The following is a solution to Puzzle #15 – Puddle Puzzle. Take a look if you haven’t already.

We base our answer on the assumption that the liquid is incompressible. By this we mean the volume of the liquid is conserved, such that its cross-sectional area does not change.

Let’s look at the cross-section of the liquid using the diagram given in the problem. It can be split into two smaller triangles by drawing a line perpendicular to the ground through the cube’s edge, as pictured above. This allows us to split the width of the triangle into two segments of lengths $a$ and $b$. From the diagram, we can see that

$\displaystyle \tan\theta=\frac{a}{s}\to a=s\tan\theta$

$\displaystyle \tan\theta=\frac{s}{b}\to b=s\cot\theta$

Using the fact that the area of a triangle is half its base length times its height, the cross-sectional area of the liquid is

$A=\frac{1}{2}\cdot s\cdot\left(s\tan\theta+s\cot\theta\right)$

$A=\frac{1}{2}s^2\left(\tan\theta+\cot\theta\right)$

The sum of the trigonometric terms actually simplifies very nicely if we write them in terms of fractions. Using the definitions of the tangent and cotangent functions we have

$\displaystyle \tan\theta+\cot\theta=\frac{\sin\theta}{\cos\theta}+\frac{\cos\theta}{\sin\theta}$

Putting the two fractions over a common denominator gives

$\displaystyle \tan\theta+\cot\theta=\frac{\sin^2\theta+\cos^2\theta}{\sin\theta\cos\theta}$

$\displaystyle \tan\theta+\cot\theta=\frac{1}{\sin\theta\cos\theta}$

Now we use a double angle formula, which tells us

$\sin 2\theta=2\sin\theta\cos\theta$

Hence

$\displaystyle \tan\theta+\cot\theta=\frac{2}{\sin 2\theta}$

Substituting this simpler expression into that for $A$ gives

$\displaystyle A=\frac{s^2}{\sin 2\theta}$

The cross-sectional area of the liquid can be determined using the initial condition $s\left(\theta=\frac{\pi}{4}\right)=s_0$:

$\displaystyle A=\frac{s_0^2}{1}$

This gives us

$s(\theta)=s_0\sqrt{\sin 2\theta}$

Neat! I like the answer to this problem because it contains a function you don’t often encounter; the square root of a trig function. Its form tells us what we already knew: as the cube tips over, the liquid becomes more spread out horizontally, so its vertical dimension has to decrease.

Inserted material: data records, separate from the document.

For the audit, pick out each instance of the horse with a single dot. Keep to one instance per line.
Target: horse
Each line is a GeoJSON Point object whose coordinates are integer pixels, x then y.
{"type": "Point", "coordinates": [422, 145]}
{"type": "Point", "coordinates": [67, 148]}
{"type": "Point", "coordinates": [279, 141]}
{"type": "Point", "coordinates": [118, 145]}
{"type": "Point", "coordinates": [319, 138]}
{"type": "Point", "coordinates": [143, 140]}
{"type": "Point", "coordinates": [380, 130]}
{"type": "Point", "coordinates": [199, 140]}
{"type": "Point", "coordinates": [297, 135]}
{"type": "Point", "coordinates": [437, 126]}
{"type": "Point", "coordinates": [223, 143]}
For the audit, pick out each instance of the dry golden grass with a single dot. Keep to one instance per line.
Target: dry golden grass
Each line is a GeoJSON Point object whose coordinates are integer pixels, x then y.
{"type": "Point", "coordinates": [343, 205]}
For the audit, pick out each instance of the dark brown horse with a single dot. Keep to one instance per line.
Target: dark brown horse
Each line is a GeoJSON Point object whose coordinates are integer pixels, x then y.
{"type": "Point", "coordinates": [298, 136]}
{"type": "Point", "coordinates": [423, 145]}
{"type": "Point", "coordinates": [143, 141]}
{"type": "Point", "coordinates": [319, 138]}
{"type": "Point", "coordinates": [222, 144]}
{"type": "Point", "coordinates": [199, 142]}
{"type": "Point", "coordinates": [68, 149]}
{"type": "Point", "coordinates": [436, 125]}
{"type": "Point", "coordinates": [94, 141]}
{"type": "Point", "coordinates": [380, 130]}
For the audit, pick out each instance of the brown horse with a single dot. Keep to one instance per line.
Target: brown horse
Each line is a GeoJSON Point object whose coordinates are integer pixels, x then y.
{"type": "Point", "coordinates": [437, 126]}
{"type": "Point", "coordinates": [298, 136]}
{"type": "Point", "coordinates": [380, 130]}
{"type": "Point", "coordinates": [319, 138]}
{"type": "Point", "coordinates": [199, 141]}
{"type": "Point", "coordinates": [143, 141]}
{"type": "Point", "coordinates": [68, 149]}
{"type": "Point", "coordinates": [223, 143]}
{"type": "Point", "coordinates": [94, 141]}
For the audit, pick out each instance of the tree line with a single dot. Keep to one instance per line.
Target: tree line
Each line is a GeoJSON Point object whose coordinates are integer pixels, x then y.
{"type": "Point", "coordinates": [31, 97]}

In the limit that the cube tips over completely, the liquid has infinite horizontal dimensions, so its ‘thickness’ becomes infinitesimal in order to conserve its volume.

Here’s an animation showing the cross-section of the liquid as the cube tips over.

Of course, the animation looks slightly unnatural since the liquid cannot instantaneously adapt to the motion of the cube – there will be some sloshing about before the liquid settles into its ground state. But in the original problem, I stated the cube tipped ‘slowly’, which is the physics-exam shorthand for “infinitesimally slowly”.

The cube is assumed to tip so slowly that the system is always in its ground state. That is, one could imagine suddenly stopping the cube in its motion, and at that moment we will always find the liquid in equilibrium. The system is said to evolve adiabatically.